Update 4-13-11:  Dr. Rallo shared his big idea at the Faculty Senate.  Teaching a class of 1,600 students is no big deal.   That means ASU will need only 21 faculty for 6,700 full time students (6,700 students * 5 courses/student = 33,500,  which divided by 1,600 kids per class = 21 faculty members).  When ASU hits the magic 10,000 number, it'll need 31 faculty.  How many will fall on ASU's pink slip Friday?  One thing's clear, faculty know Dr. Rallo isn't in their foxhole.

Update 4-16-11:   President. Rallo's other big idea related to accreditation.  Should ASU receive probation, not the double secret kind, Rallo said the university would be toast.

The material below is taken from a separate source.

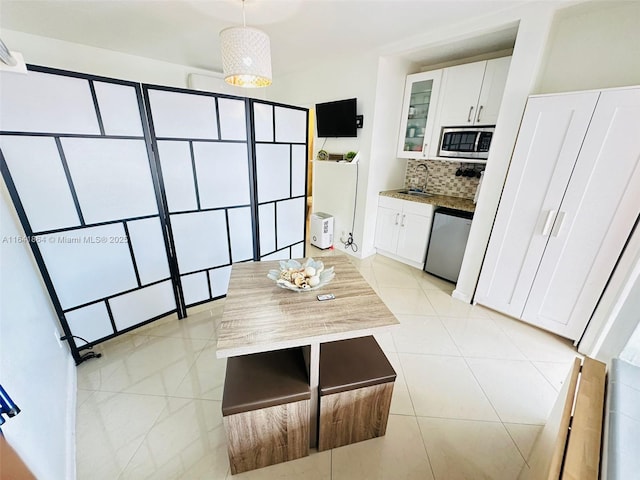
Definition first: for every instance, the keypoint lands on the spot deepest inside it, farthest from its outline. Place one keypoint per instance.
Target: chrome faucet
(426, 178)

Update 5-4-11:  QEP's Big Idea will be unhatched today.  The public is invited.

Update 5-5-11:  QEP's Big Idea is community involvement.   It's the acronym for the post ASU-Pocalypse future. Will they study the impact of legislative budget cuts on the Concho Valley?  It's a timely project, one that cuts across multiple disciplines, education, health care, social services, business, employment benefits, and the economics of job loss.  The problem is "good citizens" aren't supposed to bring up when government isn't being open, honest or accountable.

Update 6-5-11:   ASU's Rallo placed the same emphasis on accreditation he put into recruitment and retention. Why did it take a year for the next level down to raise the alarm?  Also, how many full time faculty slots were eliminated after April 15.  Days after Dr. Rallo told staff there would be no layoffs, six office professionals lost their positions. The bar for honest administrative communication continues to fall.